Does this essentially assume that the LLs are fixed? Or, because of the fact that the LL-level variance is likely larger (due to LL being a random group), would I be correct in assuming that the uncertainty is properly propagated to all levels (UL and total)? Were LL to be fixed, then each LL-level uncertainty would be lower, correct?

One the other hand, the aggregation from UL to Total looks OK, because the ULs are fixed.

Is there another way to include both UL- and LL-level weights in the likelihood calculation straight out of the bat within the stan code? Perhaps I could implement something similar to what’s described in Si et al. 2017 (also see post here—although I have not been able to adapt that situation to this scenario).

Thanks for your patience in reading this post, and for your guidance.

2 Likes

Hi, sorry, it looks like your post slipped through, despite being a very well written question. Did you manage to move forward in the meantime?

Generally there are two general ways I can think out of top of my head:

  • Add a random effect for both UL and the interaction of UL and LL. Since both are centered at zero, the random effect for UL_LL effectively centers around the UL random effect.
  • If what you are speaking about is truly a spatial dataset, maybe the UL grouping is artificial - what does it actually represent? If what you are after with the UL is just to say that more samples from different ULs are more “distant” and thus more likely to differ than those within an UL and in fact you can specify either a “neighbour” relationship or pairwise distances, it might make sense to model the full spatial structure as an ICAR model or a Gaussian process.

Best of luck with your model!

Thanks @martinmodrak! I’m having a look at the suggestions you mentioned. Just one quick question. Would either of those eliminate the need to include LL weights?

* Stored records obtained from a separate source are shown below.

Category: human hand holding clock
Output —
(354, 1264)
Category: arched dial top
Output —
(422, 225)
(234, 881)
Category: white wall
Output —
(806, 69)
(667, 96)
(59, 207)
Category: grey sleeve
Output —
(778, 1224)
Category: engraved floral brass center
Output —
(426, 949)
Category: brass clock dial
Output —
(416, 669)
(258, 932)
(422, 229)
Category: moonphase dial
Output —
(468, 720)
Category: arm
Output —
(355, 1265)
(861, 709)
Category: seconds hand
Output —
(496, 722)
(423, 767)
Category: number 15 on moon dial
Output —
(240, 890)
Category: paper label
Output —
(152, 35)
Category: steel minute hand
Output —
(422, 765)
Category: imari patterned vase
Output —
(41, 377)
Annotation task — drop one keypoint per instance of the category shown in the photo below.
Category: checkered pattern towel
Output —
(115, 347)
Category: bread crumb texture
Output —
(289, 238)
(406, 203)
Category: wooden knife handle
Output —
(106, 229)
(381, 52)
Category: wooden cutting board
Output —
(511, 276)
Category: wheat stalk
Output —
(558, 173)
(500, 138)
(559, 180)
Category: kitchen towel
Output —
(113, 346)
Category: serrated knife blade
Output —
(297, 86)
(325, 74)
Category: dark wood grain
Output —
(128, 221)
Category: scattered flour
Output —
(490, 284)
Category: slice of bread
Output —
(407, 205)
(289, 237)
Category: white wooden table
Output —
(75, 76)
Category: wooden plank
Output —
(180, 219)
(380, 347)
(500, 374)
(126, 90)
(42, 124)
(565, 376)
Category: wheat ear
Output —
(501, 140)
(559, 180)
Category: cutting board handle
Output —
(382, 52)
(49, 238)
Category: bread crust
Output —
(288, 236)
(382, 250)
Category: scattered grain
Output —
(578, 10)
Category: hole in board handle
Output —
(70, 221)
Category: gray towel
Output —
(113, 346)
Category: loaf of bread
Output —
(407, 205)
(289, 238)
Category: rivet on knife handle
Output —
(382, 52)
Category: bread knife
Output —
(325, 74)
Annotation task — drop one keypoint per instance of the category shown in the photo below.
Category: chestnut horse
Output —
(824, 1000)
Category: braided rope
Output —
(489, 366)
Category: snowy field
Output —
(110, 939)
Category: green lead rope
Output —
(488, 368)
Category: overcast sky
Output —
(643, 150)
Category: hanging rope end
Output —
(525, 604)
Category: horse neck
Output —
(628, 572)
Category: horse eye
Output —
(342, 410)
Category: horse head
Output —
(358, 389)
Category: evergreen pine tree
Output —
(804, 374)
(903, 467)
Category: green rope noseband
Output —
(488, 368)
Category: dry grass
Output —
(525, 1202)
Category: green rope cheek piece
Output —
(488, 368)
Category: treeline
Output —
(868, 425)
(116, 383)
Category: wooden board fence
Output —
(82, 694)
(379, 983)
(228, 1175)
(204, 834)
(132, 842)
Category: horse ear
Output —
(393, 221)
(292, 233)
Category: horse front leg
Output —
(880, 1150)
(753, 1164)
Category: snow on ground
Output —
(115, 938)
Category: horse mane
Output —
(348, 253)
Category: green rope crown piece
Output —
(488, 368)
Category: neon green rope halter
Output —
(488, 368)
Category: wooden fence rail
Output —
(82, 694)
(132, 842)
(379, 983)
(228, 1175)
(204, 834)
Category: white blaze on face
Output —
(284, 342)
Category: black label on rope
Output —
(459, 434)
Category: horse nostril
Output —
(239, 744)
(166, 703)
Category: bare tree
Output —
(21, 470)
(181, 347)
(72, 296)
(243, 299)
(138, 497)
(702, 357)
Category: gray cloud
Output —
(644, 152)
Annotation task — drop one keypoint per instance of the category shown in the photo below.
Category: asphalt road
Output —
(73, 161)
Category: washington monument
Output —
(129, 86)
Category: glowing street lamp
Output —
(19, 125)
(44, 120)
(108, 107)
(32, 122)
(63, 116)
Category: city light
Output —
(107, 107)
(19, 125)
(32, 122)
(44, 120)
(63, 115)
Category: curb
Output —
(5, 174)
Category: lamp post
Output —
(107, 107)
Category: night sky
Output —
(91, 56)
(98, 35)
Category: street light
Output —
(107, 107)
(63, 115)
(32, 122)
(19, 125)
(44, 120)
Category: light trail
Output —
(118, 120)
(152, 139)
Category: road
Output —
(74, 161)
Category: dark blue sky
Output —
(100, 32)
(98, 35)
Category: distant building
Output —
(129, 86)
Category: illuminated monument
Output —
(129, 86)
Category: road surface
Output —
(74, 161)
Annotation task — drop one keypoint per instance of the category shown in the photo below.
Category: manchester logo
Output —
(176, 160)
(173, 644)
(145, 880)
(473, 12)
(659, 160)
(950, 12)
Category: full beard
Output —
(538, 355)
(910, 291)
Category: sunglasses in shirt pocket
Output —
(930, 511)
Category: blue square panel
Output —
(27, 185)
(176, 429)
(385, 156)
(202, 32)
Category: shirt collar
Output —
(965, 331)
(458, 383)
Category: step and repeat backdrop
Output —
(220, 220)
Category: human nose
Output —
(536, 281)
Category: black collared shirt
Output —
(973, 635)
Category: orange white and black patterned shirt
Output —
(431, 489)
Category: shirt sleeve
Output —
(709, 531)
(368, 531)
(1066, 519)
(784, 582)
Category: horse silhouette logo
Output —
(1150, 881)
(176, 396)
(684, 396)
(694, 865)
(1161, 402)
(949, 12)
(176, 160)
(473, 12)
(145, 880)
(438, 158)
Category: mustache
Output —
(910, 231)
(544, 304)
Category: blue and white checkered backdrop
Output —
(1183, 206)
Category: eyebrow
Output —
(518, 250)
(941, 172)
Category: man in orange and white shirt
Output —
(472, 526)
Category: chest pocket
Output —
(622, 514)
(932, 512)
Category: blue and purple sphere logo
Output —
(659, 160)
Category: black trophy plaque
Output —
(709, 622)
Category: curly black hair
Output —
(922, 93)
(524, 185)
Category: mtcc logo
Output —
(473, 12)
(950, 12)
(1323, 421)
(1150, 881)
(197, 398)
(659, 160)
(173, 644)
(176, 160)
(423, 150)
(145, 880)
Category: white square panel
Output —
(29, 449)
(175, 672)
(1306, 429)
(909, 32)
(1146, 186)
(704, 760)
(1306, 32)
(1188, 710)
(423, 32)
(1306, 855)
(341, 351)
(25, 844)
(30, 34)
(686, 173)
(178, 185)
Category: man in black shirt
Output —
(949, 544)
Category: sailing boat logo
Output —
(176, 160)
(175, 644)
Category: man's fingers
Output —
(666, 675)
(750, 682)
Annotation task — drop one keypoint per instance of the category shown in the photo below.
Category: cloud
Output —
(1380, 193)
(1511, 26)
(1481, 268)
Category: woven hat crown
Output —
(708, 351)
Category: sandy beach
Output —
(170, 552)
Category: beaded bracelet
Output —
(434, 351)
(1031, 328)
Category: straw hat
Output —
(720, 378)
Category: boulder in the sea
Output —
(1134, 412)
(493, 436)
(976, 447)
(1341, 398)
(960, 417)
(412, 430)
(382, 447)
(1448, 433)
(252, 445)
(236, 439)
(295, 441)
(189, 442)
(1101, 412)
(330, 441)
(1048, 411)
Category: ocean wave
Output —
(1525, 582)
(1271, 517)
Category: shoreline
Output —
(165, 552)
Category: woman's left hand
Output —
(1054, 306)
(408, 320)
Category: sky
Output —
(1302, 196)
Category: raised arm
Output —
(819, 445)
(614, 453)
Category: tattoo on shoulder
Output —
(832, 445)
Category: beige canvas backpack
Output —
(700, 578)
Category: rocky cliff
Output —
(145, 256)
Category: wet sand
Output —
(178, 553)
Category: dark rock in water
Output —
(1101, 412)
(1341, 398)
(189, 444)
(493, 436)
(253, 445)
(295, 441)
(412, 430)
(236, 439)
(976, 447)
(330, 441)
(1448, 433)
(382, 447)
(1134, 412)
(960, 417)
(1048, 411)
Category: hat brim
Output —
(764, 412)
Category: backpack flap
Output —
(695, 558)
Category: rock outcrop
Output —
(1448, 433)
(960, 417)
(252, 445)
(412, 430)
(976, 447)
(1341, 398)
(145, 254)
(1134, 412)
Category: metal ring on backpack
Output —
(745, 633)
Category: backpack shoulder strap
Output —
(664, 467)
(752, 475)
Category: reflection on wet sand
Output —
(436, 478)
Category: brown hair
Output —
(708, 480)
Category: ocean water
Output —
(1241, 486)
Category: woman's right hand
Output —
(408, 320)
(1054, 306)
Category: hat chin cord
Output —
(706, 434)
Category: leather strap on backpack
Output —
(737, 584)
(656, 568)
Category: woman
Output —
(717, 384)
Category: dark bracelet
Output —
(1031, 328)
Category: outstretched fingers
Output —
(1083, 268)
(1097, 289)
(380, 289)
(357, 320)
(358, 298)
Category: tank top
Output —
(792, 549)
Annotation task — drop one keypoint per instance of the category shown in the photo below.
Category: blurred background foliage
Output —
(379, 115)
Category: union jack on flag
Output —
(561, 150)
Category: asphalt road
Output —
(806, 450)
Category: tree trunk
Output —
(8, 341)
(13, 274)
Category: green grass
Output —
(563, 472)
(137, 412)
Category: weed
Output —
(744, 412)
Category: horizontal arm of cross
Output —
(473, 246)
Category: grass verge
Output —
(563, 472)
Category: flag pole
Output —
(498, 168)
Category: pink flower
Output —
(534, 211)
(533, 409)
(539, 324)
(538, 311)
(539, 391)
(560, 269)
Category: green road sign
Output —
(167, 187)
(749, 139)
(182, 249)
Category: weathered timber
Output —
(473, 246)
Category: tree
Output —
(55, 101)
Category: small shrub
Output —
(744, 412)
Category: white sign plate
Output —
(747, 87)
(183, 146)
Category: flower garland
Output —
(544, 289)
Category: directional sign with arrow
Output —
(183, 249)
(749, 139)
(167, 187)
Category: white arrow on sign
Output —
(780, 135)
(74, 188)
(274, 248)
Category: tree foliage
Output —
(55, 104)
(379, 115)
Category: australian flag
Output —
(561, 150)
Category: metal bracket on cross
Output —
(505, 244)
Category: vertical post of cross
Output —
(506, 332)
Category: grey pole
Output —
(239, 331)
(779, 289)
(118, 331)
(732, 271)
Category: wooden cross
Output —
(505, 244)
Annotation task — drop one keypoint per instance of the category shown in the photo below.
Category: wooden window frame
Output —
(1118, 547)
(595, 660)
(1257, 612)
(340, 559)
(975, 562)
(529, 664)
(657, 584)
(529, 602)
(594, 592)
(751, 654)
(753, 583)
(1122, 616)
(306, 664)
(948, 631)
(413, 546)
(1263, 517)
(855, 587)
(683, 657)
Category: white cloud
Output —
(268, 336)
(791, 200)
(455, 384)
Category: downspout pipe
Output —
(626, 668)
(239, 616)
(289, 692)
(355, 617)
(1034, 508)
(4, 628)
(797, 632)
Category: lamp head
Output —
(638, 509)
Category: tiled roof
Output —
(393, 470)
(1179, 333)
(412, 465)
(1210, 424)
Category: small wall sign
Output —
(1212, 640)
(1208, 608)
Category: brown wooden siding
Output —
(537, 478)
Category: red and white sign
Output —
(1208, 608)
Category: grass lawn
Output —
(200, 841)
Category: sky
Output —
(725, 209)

I think both could, but I don’t think I completely understand what you are after. In the nested random effects case, the UL level is represented directly, with an explicitly spatial model you should be able to make predictions for all locations across an UL (even those not samples in the LL) and average over those. You could also do some sort of MRP (Multilevel-regression with poststratification) if you believe there is a noticeable systematic bias in which regions are represented (I do not do surveys myself, but my impression from the forums is that MRP is one of the best readily available methods to do this).